Jury selection begins in George Floyd murder trial

Joy POWELL and Charlotte PLANTIVE
·3 min read
Jury selection begins in George Floyd murder trial

Jury selection began on Tuesday in the high-profile trial of the white police officer accused of killing George Floyd, a Black man whose death was captured on video and sparked mass protests against racial injustice and police brutality in the United States and around the world.

Former Minneapolis Police Department officer Derek Chauvin is facing second-degree murder and manslaughter charges in connection with Floyd's May 25 death.

Jury selection had been scheduled to begin on Monday but was delayed for a day as prosecutors sought to reinstate a third-degree murder charge against the 44-year-old Chauvin.

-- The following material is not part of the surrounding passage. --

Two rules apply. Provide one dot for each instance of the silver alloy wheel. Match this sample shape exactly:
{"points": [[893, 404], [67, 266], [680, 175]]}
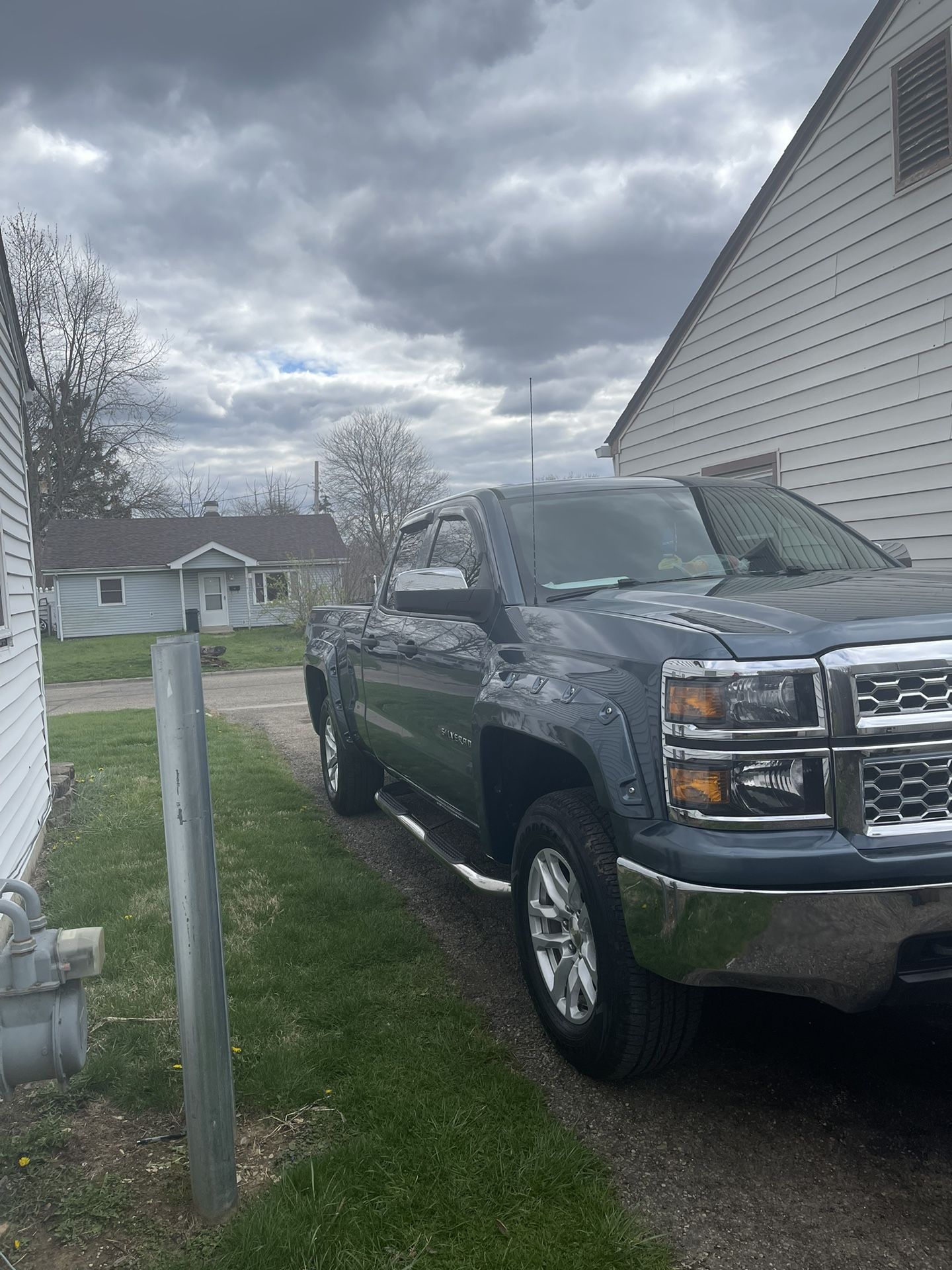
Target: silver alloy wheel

A court of appeals has not yet issued its ruling but Hennepin County Judge Peter Cahill decided to go ahead with jury selection anyway.

Second-degree murder carries a maximum sentence of 40 years in prison while the lesser charge of third-degree murder carries 25 years.

The jury selection process is expected to take about three weeks with opening arguments in the trial expected to begin around March 29.

Chauvin was dismissed from the police force after he was captured on video by a bystander with his knee on the neck of a pleading, gasping Floyd for nearly nine minutes.

Chauvin, who has been free on bail, appeared in court on Tuesday wearing a grey suit and a black face mask at a desk surrounded by plexiglass as a Covid-19 precaution.

He occasionally jotted down notes on a yellow legal pad.

- Racial wounds -

Floyd's death laid bare racial wounds in the United States and sparked months of sometimes violent protests against racism and police brutality, both in the US and abroad.

Lawyers for both sides face the difficult task of finding jurors who have not already made up their minds about the widely publicized case.

Three other police officers involved in Floyd's arrest -- Alexander Kueng, Thomas Lane and Tou Thao -- face lesser charges and will be tried separately.

All four officers were fired by the Minneapolis Police Department.

Floyd's arrest was prompted by accusations that he had tried to pass a counterfeit $20 bill in a nearby store.

Chauvin's case is being watched as a potential marker of change in a country that recently elected its first Black vice president but has seen police officers historically escape punishment for abusive acts.

Amid the Covid-19 pandemic, social distancing rules mean seating will be limited at the trial, with the Floyd and Chauvin families given only one seat a day.

Despite intense global interest, only two reporters will be allowed in. The trial is being livestreamed.

Lawyers for Chauvin, a 19-year veteran of the force, have argued that he was following police procedure and claimed the 46-year-old Floyd died of an overdose of the drug fentanyl.

"Mr. Chauvin acted according to MPD policy, his training and within his duties," according to his lawyer, Eric Nelson. "He did exactly as he was trained to do."

An autopsy did find traces of fentanyl in Floyd's system but said the cause of death was "neck compression."

A verdict is not expected until late April.